Ingersoll-Rand Saved, Thoughts on Ford and Rumely Tractor Engines


| March/April 2003



Bulls eye

206 E. 19th St. N. Newton, IA 50208

Ingersoll-Rand Engine Saved

Last issue we told readers about the 1939 Ingersoll-Rand 8PLVG needing a new home. Located in Beaumont, Texas, the engine was finally being retired after 63 years of service pumping water for the Lower Neches Valley Authority (LNVA) in east Texas. The engine was being offered to any interested club or organization that could secure the funding for its move.

Good news comes from readers Mac and Betty Sine, who alerted us to the engine's availability, that the necessary funding to move the engine has been secured, and it will be shipped to the Shenandoah Valley Steam and Gas Engine Association grounds in Berryville, Va. Mac says he received numerous calls for the engine, which was scheduled for delivery to its new home by January 18, 2003.

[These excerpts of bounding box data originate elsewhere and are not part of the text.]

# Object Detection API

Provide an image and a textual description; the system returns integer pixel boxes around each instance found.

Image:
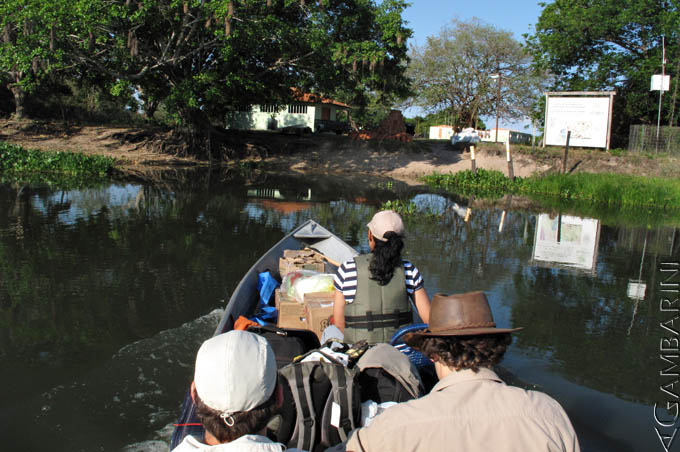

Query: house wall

[225,105,321,131]
[314,104,340,121]
[477,129,531,144]
[430,126,453,140]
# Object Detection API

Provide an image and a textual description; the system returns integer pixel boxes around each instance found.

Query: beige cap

[367,210,404,241]
[194,331,276,415]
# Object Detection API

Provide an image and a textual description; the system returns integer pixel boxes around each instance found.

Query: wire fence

[628,125,680,157]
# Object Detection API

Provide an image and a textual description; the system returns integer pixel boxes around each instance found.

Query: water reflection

[0,173,680,450]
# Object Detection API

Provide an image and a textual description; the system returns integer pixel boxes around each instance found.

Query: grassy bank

[423,169,680,224]
[0,142,115,188]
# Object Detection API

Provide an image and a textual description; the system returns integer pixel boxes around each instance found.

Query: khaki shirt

[345,369,580,452]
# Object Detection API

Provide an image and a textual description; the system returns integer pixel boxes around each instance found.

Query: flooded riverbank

[0,173,680,451]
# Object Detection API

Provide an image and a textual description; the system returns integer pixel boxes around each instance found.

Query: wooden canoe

[170,220,358,450]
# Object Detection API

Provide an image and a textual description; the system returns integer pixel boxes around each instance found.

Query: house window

[288,104,307,113]
[260,104,280,113]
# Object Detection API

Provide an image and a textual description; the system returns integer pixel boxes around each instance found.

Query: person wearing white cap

[333,210,430,343]
[173,331,298,452]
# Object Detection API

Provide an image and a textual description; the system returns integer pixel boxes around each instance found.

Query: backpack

[268,344,423,451]
[268,350,361,451]
[356,344,424,404]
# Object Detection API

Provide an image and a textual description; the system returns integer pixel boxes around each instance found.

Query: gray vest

[345,254,413,344]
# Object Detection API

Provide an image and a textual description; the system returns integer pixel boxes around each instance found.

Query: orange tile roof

[292,88,352,108]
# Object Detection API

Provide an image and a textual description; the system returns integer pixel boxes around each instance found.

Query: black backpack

[268,350,361,451]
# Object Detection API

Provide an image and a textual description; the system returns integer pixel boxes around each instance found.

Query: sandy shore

[0,120,680,185]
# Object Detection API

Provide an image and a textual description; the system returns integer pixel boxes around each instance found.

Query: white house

[430,125,453,140]
[477,127,531,144]
[226,91,351,132]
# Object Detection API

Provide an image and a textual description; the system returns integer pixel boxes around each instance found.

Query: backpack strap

[279,362,318,450]
[321,362,356,442]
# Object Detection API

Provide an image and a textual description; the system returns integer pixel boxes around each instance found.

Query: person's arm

[414,287,430,325]
[333,289,345,333]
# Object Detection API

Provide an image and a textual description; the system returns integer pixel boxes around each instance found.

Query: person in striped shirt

[333,210,430,343]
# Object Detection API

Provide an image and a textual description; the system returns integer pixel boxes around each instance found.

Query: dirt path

[0,120,680,185]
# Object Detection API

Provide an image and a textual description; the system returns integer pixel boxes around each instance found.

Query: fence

[628,125,680,157]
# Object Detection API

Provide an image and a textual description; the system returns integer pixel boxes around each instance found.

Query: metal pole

[505,141,515,180]
[558,130,571,174]
[495,73,501,143]
[655,36,666,154]
[470,146,477,173]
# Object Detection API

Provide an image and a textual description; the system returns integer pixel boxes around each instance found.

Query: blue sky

[403,0,542,130]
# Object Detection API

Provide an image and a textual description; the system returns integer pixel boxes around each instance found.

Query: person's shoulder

[401,259,418,270]
[342,258,357,268]
[172,435,210,452]
[504,385,568,419]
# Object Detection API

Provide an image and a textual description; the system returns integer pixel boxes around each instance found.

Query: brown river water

[0,173,680,451]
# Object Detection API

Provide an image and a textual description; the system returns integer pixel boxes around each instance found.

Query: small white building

[430,125,453,140]
[226,92,351,132]
[477,127,531,144]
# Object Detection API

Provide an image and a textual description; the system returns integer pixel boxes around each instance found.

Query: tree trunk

[10,84,26,119]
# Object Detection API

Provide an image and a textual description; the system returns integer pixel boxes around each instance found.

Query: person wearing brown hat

[333,292,580,452]
[333,210,430,343]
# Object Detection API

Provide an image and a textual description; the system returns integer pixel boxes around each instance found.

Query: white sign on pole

[650,74,671,91]
[545,96,611,148]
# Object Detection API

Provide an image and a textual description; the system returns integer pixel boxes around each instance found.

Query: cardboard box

[279,248,326,278]
[304,292,335,340]
[274,289,298,309]
[276,300,307,329]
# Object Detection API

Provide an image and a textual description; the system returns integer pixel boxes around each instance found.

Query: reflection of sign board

This is good news, especially following on the heals of the scrapping of the Bessie 7. Mac says he'll give us a blow-by-blow account of the whole episode in a future issue of GEM.

Ford Tractor Engines

I'm more into hit-and-miss engines than tractors, probably because I have no farming in my background - my only real acquaintance with them has been an old Ford 2N that I used for plowing my driveway.

However, I do also have an interest in old cars, and one that I own is a 1953 Ford sedan with the six-cylinder engine. I'm only the second owner and it has covered less than 40,000 miles, which is probably why I was invited to display it at last year's Motor Muster at the Henry Ford Museum & Greenfield Village in Dearborn, Mich.